Elastic Observability: Driving mean time to resolution to zero


At ElasticON Global 2021, Tanya Bragin, VP Product, Observability, and the Elastic Observability team showed how ongoing innovations continue to deliver actionable insights and faster root cause detection, reducing mean time to resolution (MTTR).

The adoption of cloud, microservices, and ephemeral infrastructure is driving increased complexity, requiring an observability solution to provide end-to-end visibility.
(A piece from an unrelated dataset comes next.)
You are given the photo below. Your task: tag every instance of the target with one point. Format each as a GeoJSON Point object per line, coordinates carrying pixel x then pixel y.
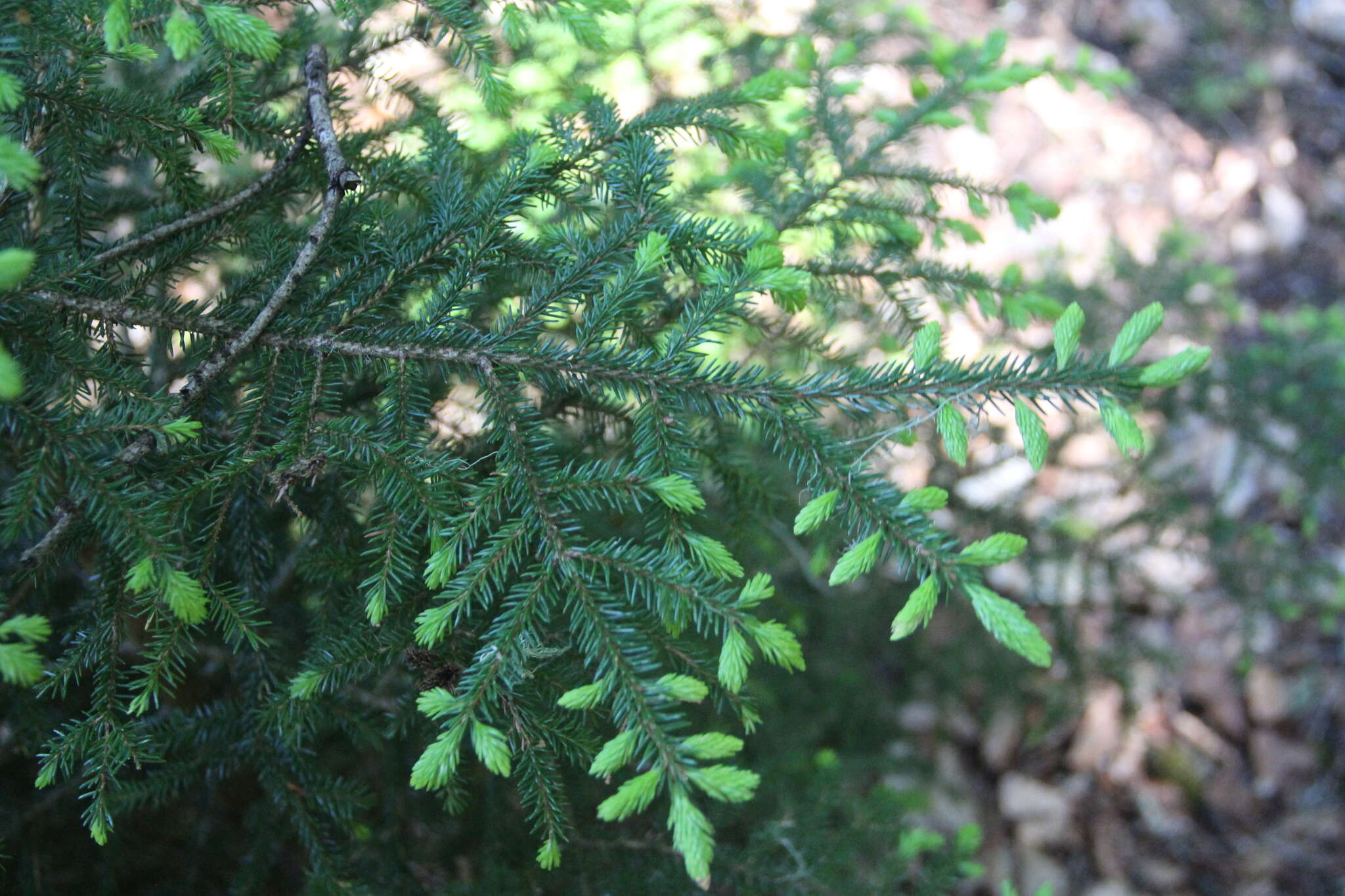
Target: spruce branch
{"type": "Point", "coordinates": [206, 215]}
Elastic Observability, as recognized by Gartner, GigaOm, and EMA, continues to build a comprehensive solution by delivering functionality related to:

  • Unified agent for ingesting all telemetry data with centralized management
  • Integration with cloud native technologies (e.g., Kubernetes)
  • Native integrations with major cloud providers including Amazon Web Services, Microsoft Azure, and Google Cloud Platform
  • Automated root cause analysis in application performance monitoring (APM) leveraging machine learning
  • Enhanced APM troubleshooting workflows integrating logs, third-party dependencies, and backend services
  • Intuitive service maps for contextual troubleshooting
  • Support for OpenTelemetry (OTel)
  • Synthetics and real user monitoring (RUM) enhancements
Our commitment to open source communities means that Elastic Observability will always be an open and extensible platform. We are committed to adopting and contributing to open standards and open source initiatives. The goal? Delivering customers a comprehensive observability platform that maximizes user flexibility and minimizes vendor lock-in.
Elastic Observability - Overview and components

Making data relevant, contextual, and actionable

Operations and development teams are often confronted with siloed tools for metrics, logs, and traces. Even with a single tool, the data is often in silos with no context or is missing relevant metadata (dimensionality), which increases mean time to detection (MTTD) and resolution (MTTR). Elastic Observability seamlessly scales to large amounts of data with high dimensionality and cardinality with little to no performance or cost surprises.

Frictionless onboarding via Elastic Agent and centralized management allows for simplified collection of all telemetry data, including cloud-native technologies such as Kubernetes. We’ve also added integrations with Microsoft Azure and Google Cloud Platform to natively ingest telemetry data, with additional integrations coming.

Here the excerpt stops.